Burp Repeater has its configuration too #

It’s also possible to configure Burp Repeater. Specific options are crucial in more sophisticated attacks such as the following:

• Client-side desync attacks
• HTTP request smuggling

There are two levels of Burp Repeater configurations: a global configuration that is applied to all Burp Repeater tabs by default (figure 5) and a local configuration for each individual tab (figure 6) that can override the global settings if you need to do something different in that scenario.

Useful extensions in Burp Repeater #

You can run a specific extension when you work on a specific request. Right-click on the request, then select Extensions, and choose the specific one, such as one of the following:

• Param Miner (the guess everything option) is designed to discover hidden parameters and headers and could reveal hidden functionality.
• HTTP Request Smuggler (the Launch all scans option) launches HTTP request smuggling attacks.
• 403 Bypasser launches permutations of requests to identify authorization issues.
• Server-Side Prototype Pollution Scanner tries to identify server-side prototype pollution issues in Node applications.

In the Logger tab, you can observe how the above extensions work (i.e., requests sent to the server).

Various Burp Repeater tips #

Non-printable characters #

Burp Repeater can show non-printable characters, which can be beneficial when exploiting specific issues (e.g., bypassing WAFs). You can turn it on using the \n button.

The following is an example of an HTTP request that uses the Hackvertor extension to send non-printable characters and the response that shows them in a printable way:

Minimize requests #

Use Request Minimizer to perform HTTP request minimization. The extension removes unnecessary headers or parameters. As each item is removed, the extension will retry the request to ensure the response matches the original request.

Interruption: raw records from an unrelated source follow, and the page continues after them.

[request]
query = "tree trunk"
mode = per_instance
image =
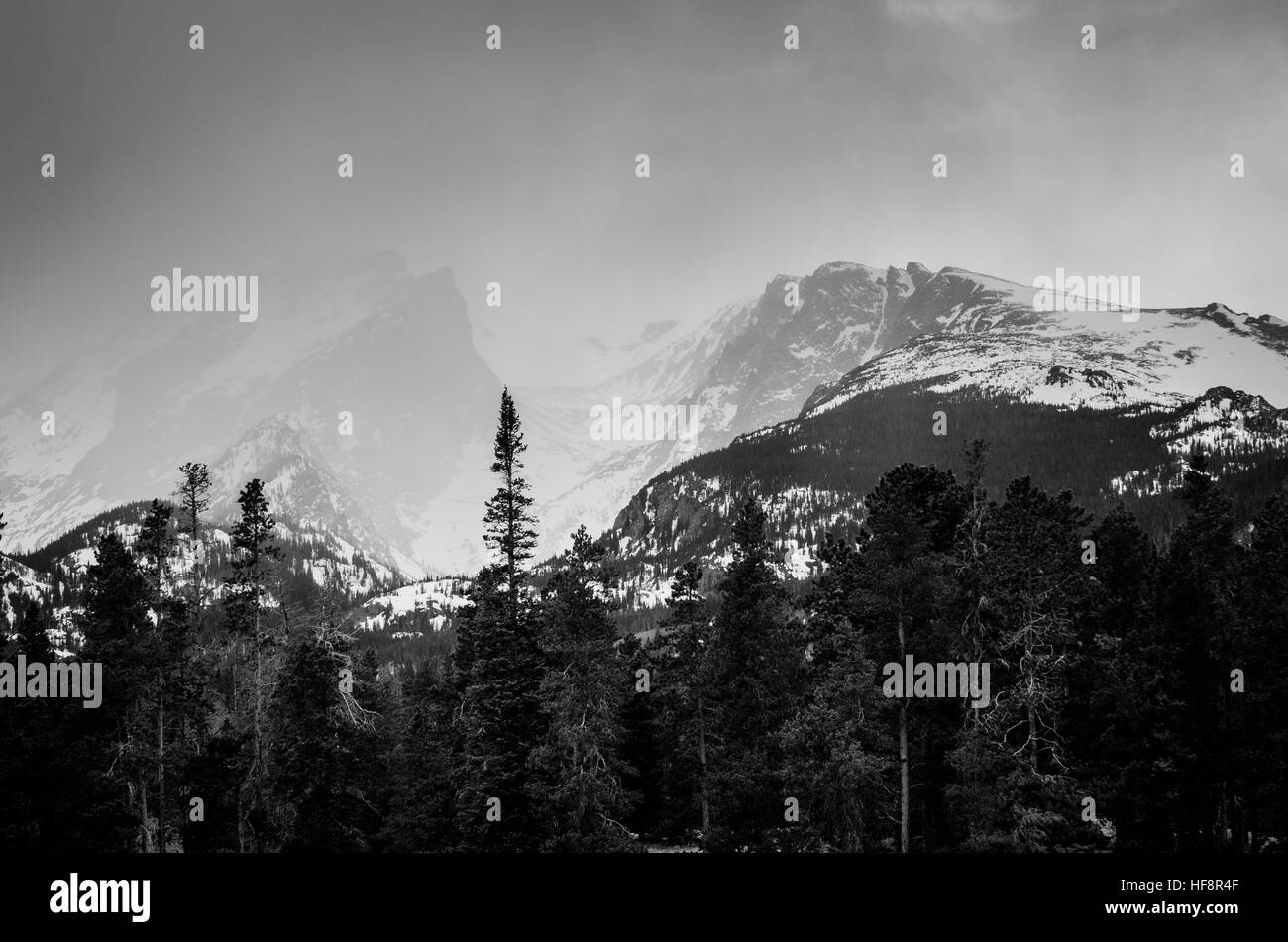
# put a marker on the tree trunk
(702, 760)
(161, 761)
(905, 828)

Use this extension to minimize HTTP requests before including them in your audit report. This will improve the reporting readability.

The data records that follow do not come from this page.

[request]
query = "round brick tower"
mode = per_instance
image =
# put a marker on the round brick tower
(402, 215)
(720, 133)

Use Content Type Converter #

The Content Type Converter extension allows you to convert data submitted in a request between the following:

• JSON to XML
• XML to JSON
• Body parameters to JSON
• Body parameters to XML

Example: if you have an original request that submits data using JSON, try converting the data to XML to see if the application accepts data in XML form. If it does, try to identify XML-related vulnerabilities (such as XXE).